A True, New NYCHA Development Plan

staff and residents
Staff met with residents at Ingersoll Houses last fall to develop visioning plans for the creation of 100 percent affordable housing.

The following op-ed piece by Chair and CEO Shola Olatoye was published in the Sept. 28, 2015, issue of Gotham Gazette.

Public housing has been an integral feature of New York City life since Fiorello La Guardia opened the doors of First Houses eighty years ago, and roughly five percent of the city’s population lives in public housing today. As a landlord, NYCHA manages buildings, but our real service is to people— the 615,000 residents who live in our developments and our Section 8 voucher holders.

We are doing everything we can to ensure the long-term survival and health of public housing in New York City. This includes new, creative solutions to major challenges.

We face immense financial obstacles as NYCHA struggles to repair and maintain our buildings and grounds. We can no longer delay making difficult, critical choices about how we operate, how we are financed, and how we rebuild and rehabilitate our 328 developments. To avoid the fate of other housing authorities across the country, NYCHA must find innovative solutions to maintain and improve our properties.

Due in part to federal and state disinvestment, the city is investing more than ever to craft solutions that bring about real change. We are doing this because we recognize the simple truth that we have an ethical responsibility to provide and sustain affordable housing for our city’s low-income populations.

Today, just 18 percent of the land on NYCHA’s 328 developments is used to house residents. Using some of that land to develop new mixed-income housing can generate significant funds benefiting local and citywide NYCHA residents, as well as those in the surrounding community. We call these developments NextGen Neighborhoods because they provide the funding we need to create the safe, clean, connected communities that we envision in our ten-year strategic plan, NextGeneration NYCHA.

This isn’t the first time NYCHA has proposed developing market-rate housing on our properties, but it is the first time resident engagement has been made integral to the process. And the first time an administration has pledged to ensure that just as many units of affordable housing are built as market rate housing.

This 50/50 model will ensure a significant percentage of the proceeds from the affordable and market-rate buildings will be provided to each development for residents to invest back into building new kitchens, fixing the root causes of leakage, and other priorities. The remaining funds will be funneled by NYCHA into making improvements across NYCHA’s portfolio.

Our strategic plan aims to preserve this precious resource of public housing for the next generation of New Yorkers. NextGen Neighborhoods is just one of the fifteen initiatives we outlined in the plan to rebuild and repair our properties and sustain NYCHA for the long term.

The funds we generate through NextGen Neighborhoods will be added to those generated from other strategies— such as our parking initiative, our commercial initiative, and our preservation initiative. None of these strategies work in a vacuum, they all work together as a comprehensive plan to get NYCHA’s financial health in order, create more affordable housing, and invest in the Housing Authority and in the future of our city.

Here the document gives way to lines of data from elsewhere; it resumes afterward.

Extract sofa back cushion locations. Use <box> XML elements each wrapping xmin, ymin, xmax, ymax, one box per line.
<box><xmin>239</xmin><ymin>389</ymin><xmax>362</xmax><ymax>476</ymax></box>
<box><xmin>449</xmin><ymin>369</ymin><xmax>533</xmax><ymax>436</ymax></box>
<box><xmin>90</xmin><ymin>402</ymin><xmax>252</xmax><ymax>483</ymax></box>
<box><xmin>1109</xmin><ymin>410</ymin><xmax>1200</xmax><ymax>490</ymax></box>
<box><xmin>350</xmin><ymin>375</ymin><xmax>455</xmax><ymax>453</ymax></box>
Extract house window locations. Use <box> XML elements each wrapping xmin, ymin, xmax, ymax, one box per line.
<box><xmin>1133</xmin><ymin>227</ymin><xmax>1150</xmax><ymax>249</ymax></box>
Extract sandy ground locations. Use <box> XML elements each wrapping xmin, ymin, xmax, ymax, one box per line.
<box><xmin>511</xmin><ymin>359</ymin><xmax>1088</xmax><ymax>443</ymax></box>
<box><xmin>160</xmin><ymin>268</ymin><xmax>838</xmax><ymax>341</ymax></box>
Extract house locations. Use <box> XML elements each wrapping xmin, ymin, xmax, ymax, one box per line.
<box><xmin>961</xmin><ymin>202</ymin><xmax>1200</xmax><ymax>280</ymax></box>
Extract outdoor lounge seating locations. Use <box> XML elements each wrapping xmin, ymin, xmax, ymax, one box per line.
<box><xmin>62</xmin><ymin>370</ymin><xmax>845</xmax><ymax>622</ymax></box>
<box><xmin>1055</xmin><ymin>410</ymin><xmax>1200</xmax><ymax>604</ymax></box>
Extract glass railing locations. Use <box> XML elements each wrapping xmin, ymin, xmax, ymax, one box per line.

I’ve been clear that upon moving into this position, Mayor de Blasio charged me with the task of resetting the Authority’s relationship with residents. We cannot do business as usual with our city’s public housing, and expect to see substantive and lasting change.

Our new plan is not the infill proposal put forth by the previous administration — this is NYCHA working together with residents, with community members and advocates, and with elected officials to support the creation of mixed-income affordable housing on NYCHA property.

This is not privatization, but aggressive preservation — a strategy that is smart for residents and surrounding communities as well as NYCHA. We can generate money to repair and upgrade our developments while adding to the city’s affordable housing stock, attracting new stores and services to neighborhoods, and producing income that can help NYCHA residents in other parts of New York. NYCHA will not compromise the rights of public housing tenants, unfairly evict tenants, or convert public housing units to market rate housing. We’re in the business of housing people.

This is NYCHA moving forward, instead of maintaining the status quo. There is no better way to serve our residents.